There are 12 scene-shooting options, including Beach, Snow, Twilight, Pet, and High Sensitivity for low-light shooting without a flash. The camera also has a version of Sony's Sweep Panorama feature that allows you to quickly and easily take panoramic shots horizontally or vertically. Though fun, the results are just on par with a screen capture from a video clip. Consider them for Web use only, viewing on a TV from a proper distance, or very small prints.

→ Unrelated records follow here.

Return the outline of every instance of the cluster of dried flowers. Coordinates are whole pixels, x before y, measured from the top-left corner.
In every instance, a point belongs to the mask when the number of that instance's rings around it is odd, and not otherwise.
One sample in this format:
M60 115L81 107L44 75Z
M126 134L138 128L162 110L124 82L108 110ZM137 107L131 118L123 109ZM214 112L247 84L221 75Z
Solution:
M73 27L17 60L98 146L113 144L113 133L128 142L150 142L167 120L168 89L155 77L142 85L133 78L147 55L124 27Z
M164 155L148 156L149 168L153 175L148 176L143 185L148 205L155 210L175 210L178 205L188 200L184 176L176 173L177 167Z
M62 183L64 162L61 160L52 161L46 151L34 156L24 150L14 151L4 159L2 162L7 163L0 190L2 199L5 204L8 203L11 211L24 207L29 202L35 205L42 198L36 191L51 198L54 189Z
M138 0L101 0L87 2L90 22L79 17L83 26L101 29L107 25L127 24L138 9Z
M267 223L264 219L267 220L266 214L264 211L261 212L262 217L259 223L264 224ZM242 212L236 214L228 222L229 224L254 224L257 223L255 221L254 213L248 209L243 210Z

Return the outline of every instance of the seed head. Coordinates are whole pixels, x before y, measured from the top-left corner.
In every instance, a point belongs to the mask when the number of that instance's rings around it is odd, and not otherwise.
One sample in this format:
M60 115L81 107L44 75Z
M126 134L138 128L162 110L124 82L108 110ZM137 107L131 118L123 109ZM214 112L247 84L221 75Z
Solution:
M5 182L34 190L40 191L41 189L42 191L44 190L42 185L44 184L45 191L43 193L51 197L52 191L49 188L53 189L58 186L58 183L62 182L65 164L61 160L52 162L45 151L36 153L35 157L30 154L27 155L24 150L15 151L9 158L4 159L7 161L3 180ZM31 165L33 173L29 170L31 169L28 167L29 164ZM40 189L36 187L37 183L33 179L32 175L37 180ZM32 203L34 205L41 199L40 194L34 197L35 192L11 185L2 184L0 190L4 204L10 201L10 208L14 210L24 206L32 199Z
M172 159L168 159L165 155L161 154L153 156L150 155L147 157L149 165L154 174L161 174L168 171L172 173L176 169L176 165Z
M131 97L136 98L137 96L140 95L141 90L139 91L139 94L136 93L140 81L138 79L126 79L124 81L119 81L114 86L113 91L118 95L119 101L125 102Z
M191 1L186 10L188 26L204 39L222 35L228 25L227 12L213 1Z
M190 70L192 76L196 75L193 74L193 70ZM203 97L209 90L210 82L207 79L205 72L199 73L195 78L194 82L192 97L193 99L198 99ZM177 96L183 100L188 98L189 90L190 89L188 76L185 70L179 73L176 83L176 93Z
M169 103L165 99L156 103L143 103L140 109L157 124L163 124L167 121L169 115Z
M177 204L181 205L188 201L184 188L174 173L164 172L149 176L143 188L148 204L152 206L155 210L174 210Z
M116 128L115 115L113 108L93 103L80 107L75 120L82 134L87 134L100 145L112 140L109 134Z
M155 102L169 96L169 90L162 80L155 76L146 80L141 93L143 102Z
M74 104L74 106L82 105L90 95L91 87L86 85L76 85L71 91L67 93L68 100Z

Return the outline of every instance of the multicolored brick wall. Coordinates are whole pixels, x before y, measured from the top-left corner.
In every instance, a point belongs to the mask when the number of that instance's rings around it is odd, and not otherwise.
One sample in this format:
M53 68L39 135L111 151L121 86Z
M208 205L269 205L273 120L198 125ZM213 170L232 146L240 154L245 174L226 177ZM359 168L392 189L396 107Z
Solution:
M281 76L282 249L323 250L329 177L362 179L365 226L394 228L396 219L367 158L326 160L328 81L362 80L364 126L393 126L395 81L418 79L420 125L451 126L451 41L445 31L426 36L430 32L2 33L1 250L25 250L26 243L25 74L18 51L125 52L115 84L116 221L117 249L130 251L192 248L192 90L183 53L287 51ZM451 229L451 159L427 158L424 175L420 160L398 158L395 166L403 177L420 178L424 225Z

For more control there's a Program Auto mode so you can adjust ISO, white balance, autofocus points, light metering, and exposure values, as well as control the amount of Sony's Dynamic Range Optimization used for rescuing shadow detail. Also available in Program are a few of Sony's Picture Effects for those who are addicted to playing with various photo apps or just want to experiment. Options include Toy Camera (with different hues to pick from), Pop Color, Partial Color (turns everything monochrome except for a selected color), and Soft High-key.
There is a full manual option for control over aperture and shutter speed. It's limited to two aperture settings each at the wide and telephoto ends (using a neutral density filter); f3.3 and f8 for wide and f5.9 and f14 for telephoto with a few more stops available through the zoom range. Shutter speeds are adjustable from 1/1,600 to 30 seconds. Again, it's more than you get on most point-and-shoots, so I'm not complaining; just don't buy this expecting a lot of control.
Also worth mentioning is that the H90 has exposure bracketing that will take three photos, one at the exposure you select and then two more at plus and minus 0.3EV, 0.7EV, or 1.0EV. It doesn't do this terribly fast, though, so you may want to use a tripod and only with still subjects.
Conclusion: Recommended with reservations
The Sony Cyber-shot DSC-H90 is fine for what it is. If you're doing a lot of shooting indoors and out, need fast performance, and will be regularly using it for movie clips, I'd save up and go with the HX10V or consider the Panasonic Lumix ZS20 or Canon PowerShot SX260 HS. But, those just looking for a long lens in a compact body for casual snapshots, it's sufficient -- especially if you can get it for less than $200.